但是：并不是所有的重排操作都可以通过操纵步幅来完成。

In [3]:

a = np.arange(6, dtype=np.int8).reshape(3, 2)
b = a.T
b.strides

Out[3]:

(1, 2)

到目前为止，都很不错，但是：

In [4]:

str(a.data)

Out[4]:

'\x00\x01\x02\x03\x04\x05'

In [5]:

Out[5]:

array([[0, 2, 4],
       [1, 3, 5]], dtype=int8)

In [6]:

c = b.reshape(3*2)
c

Out[6]:

array([0, 2, 4, 1, 3, 5], dtype=int8)

这里，没办法用一个给定的步长和a的内存块来表示数组c。因此，重排操作在这里需要制作一个副本。

2.2.1.4.2 例子：用步长伪造维度

步长操作

In [2]:

from numpy.lib.stride_tricks import as_strided
help(as_strided)

Help on function as_strided in module numpy.lib.stride_tricks:
as_strided(x, shape=None, strides=None)
    Make an ndarray from the given array with the given shape and strides.

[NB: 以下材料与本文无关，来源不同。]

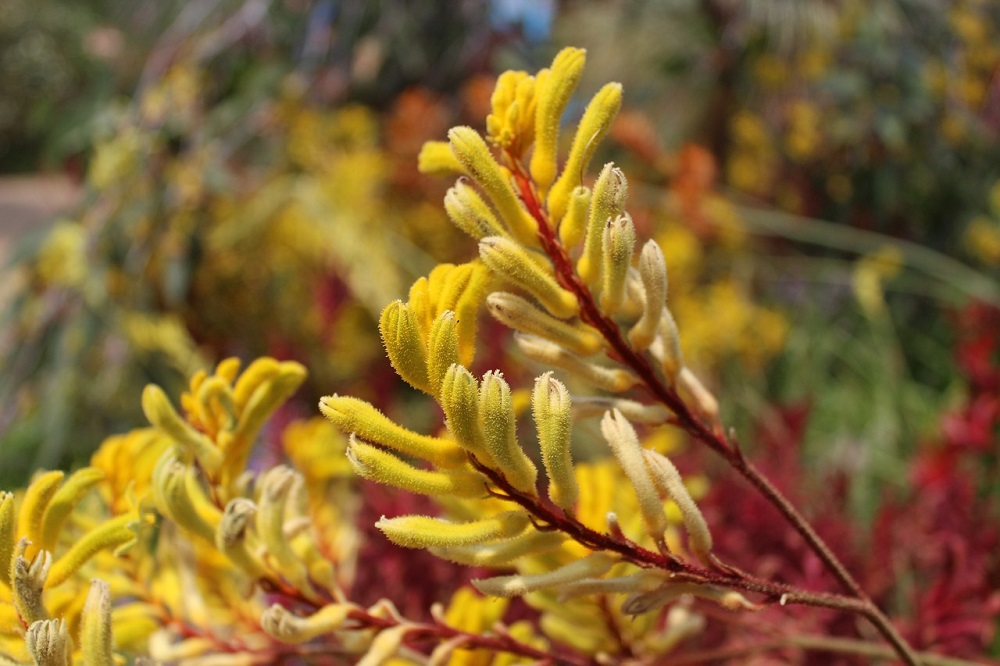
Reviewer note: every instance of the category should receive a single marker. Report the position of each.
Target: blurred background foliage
(824, 179)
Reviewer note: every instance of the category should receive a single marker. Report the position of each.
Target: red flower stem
(591, 314)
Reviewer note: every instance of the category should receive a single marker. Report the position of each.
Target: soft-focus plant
(233, 559)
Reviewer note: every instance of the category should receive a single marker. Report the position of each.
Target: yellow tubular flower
(427, 532)
(496, 413)
(470, 149)
(520, 315)
(355, 416)
(552, 98)
(552, 410)
(404, 344)
(594, 125)
(617, 248)
(511, 262)
(381, 466)
(607, 203)
(95, 632)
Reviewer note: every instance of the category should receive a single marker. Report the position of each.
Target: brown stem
(591, 314)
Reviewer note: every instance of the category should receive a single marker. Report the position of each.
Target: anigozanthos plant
(560, 264)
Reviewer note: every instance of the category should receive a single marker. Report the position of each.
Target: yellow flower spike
(511, 123)
(667, 346)
(459, 399)
(517, 585)
(653, 272)
(95, 631)
(531, 542)
(496, 414)
(385, 645)
(381, 466)
(258, 372)
(157, 408)
(607, 202)
(352, 415)
(470, 149)
(117, 534)
(28, 579)
(214, 403)
(467, 210)
(511, 262)
(617, 249)
(668, 480)
(173, 498)
(705, 404)
(49, 643)
(574, 225)
(624, 443)
(594, 125)
(63, 502)
(36, 500)
(276, 485)
(8, 533)
(436, 159)
(442, 349)
(400, 331)
(549, 353)
(427, 532)
(282, 625)
(552, 98)
(520, 315)
(552, 410)
(231, 536)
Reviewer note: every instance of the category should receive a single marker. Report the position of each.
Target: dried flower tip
(653, 272)
(511, 262)
(618, 246)
(28, 582)
(351, 415)
(624, 442)
(531, 542)
(8, 532)
(552, 411)
(668, 481)
(552, 98)
(427, 532)
(282, 625)
(607, 203)
(701, 398)
(595, 564)
(95, 630)
(404, 344)
(442, 349)
(436, 159)
(574, 225)
(593, 127)
(496, 413)
(49, 643)
(615, 380)
(383, 467)
(634, 411)
(191, 443)
(520, 315)
(475, 157)
(470, 213)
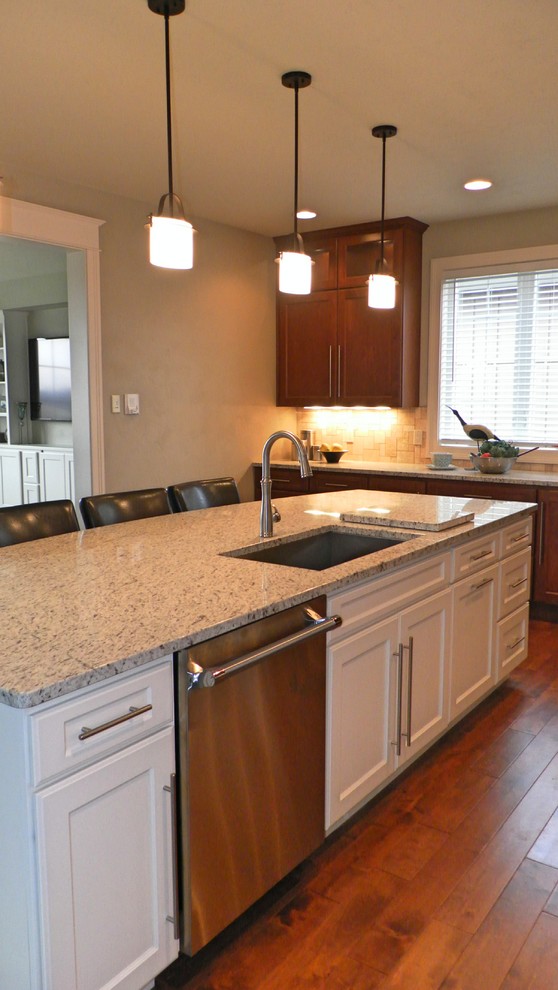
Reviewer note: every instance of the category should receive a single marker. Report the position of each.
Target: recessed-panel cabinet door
(306, 349)
(473, 639)
(369, 351)
(360, 754)
(104, 871)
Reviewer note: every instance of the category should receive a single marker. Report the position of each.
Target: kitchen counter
(541, 479)
(82, 607)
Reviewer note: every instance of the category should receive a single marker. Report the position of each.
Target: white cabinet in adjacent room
(11, 487)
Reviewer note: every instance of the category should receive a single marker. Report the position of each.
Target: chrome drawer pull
(407, 734)
(132, 713)
(475, 587)
(512, 646)
(173, 919)
(399, 658)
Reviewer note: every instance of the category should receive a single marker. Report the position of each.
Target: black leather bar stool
(104, 510)
(203, 494)
(23, 523)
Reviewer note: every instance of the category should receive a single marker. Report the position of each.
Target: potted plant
(495, 456)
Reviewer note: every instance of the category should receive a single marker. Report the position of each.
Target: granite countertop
(540, 479)
(84, 606)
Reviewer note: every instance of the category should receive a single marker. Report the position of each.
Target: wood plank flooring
(446, 881)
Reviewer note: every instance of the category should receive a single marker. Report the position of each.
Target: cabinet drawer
(55, 743)
(512, 644)
(473, 556)
(371, 601)
(515, 573)
(516, 537)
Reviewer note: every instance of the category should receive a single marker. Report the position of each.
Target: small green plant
(498, 448)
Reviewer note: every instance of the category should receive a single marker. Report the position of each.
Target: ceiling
(471, 87)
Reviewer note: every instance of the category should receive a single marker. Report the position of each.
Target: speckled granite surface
(79, 608)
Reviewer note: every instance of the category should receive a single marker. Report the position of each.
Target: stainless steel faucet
(266, 515)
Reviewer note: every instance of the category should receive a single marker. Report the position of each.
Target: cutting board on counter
(425, 512)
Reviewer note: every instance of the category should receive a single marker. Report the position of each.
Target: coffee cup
(441, 459)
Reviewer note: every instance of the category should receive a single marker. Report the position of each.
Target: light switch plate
(131, 404)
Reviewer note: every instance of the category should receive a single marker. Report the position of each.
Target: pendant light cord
(382, 258)
(295, 210)
(169, 124)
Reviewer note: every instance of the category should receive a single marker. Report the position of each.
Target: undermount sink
(319, 551)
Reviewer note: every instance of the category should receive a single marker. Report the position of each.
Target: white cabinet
(11, 487)
(89, 898)
(425, 641)
(387, 686)
(418, 648)
(361, 717)
(104, 857)
(473, 639)
(53, 475)
(31, 476)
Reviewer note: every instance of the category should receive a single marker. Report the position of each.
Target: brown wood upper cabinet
(331, 348)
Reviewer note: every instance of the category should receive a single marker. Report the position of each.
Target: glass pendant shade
(295, 267)
(381, 292)
(171, 243)
(295, 273)
(381, 287)
(171, 238)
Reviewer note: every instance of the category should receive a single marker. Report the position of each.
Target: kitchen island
(91, 620)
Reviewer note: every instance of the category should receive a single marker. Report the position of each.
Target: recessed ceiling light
(476, 184)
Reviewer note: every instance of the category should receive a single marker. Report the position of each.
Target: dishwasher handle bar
(199, 677)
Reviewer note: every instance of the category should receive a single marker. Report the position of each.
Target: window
(497, 350)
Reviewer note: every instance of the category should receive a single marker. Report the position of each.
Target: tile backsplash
(396, 436)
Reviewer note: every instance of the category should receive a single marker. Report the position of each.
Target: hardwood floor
(447, 881)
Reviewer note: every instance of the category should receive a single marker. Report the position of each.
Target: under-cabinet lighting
(476, 185)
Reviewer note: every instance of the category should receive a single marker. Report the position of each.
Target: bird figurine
(474, 430)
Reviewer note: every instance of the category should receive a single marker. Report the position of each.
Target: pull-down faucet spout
(266, 515)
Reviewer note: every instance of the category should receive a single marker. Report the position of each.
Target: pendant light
(171, 237)
(295, 267)
(381, 287)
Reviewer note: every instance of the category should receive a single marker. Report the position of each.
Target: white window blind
(499, 355)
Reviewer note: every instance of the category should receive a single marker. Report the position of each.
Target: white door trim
(49, 226)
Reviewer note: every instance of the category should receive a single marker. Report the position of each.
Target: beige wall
(198, 347)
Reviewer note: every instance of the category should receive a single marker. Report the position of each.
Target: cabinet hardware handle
(407, 734)
(512, 646)
(173, 918)
(541, 533)
(131, 713)
(475, 587)
(206, 677)
(399, 656)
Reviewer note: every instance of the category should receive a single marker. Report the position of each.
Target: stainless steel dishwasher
(251, 745)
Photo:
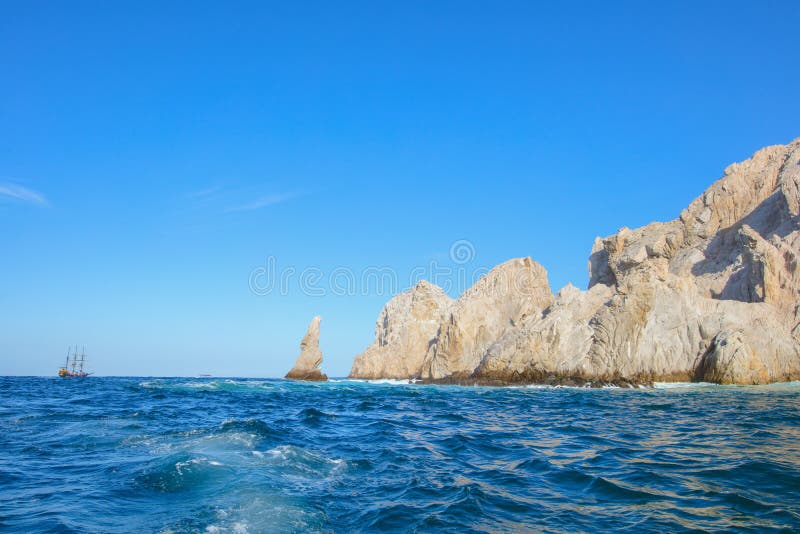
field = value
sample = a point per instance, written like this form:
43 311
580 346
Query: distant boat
75 367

警告：as_strided并不检查你是否还待在内存块边界里..

In [9]:

x = np.array([1, 2, 3, 4], dtype=np.int16)
as_strided(x, strides=(2*2, ), shape=(2, ))

Out[9]:

array([1, 3], dtype=int16)

In [10]:

x[::2]

Out[10]:

array([1, 3], dtype=int16)

也可以看一下：stride-fakedims.py

练习

In [ ]:

array([1, 2, 3, 4], dtype=np.int8)
-> array([[1, 2, 3, 4],
          [1, 2, 3, 4],
          [1, 2, 3, 4]], dtype=np.int8)

仅使用as_strided.:

提示：byte_offset = stride[0]_index[0] + stride[1]_index[1] + …

解密：

步长可以设置为0：

In [11]:

x = np.array([1, 2, 3, 4], dtype=np.int8)
y = as_strided(x, strides=(0, 1), shape=(3, 4))
y

Out[11]:

array([[1, 2, 3, 4],
       [1, 2, 3, 4],
       [1, 2, 3, 4]], dtype=int8)

In [12]:

y.base.base is x

Out[12]:

True

2.2.1.4.3 广播

用它来做一些有用的事情：[1, 2, 3, 4]和[5, 6, 7]的外积

In [13]:

x = np.array([1, 2, 3, 4], dtype=np.int16)
x2 = as_strided(x, strides=(0, 1*2), shape=(3, 4))
x2

Out[13]:

array([[1, 2, 3, 4],
       [1, 2, 3, 4],
       [1, 2, 3, 4]], dtype=int16)

In [14]:

y = np.array([5, 6, 7], dtype=np.int16)
y2 = as_strided(y, strides=(1*2, 0), shape=(3, 4))
y2

Out[14]:

array([[5, 5, 5, 5],
       [6, 6, 6, 6],
       [7, 7, 7, 7]], dtype=int16)

In [15]:

x2 * y2

Out[15]:

array([[ 5, 10, 15, 20],
       [ 6, 12, 18, 24],
       [ 7, 14, 21, 28]], dtype=int16)

…看起来有一些熟悉…

In [16]:

x = np.array([1, 2, 3, 4], dtype=np.int16)
y = np.array([5, 6, 7], dtype=np.int16)
x[np.newaxis,:] * y[:,np.newaxis]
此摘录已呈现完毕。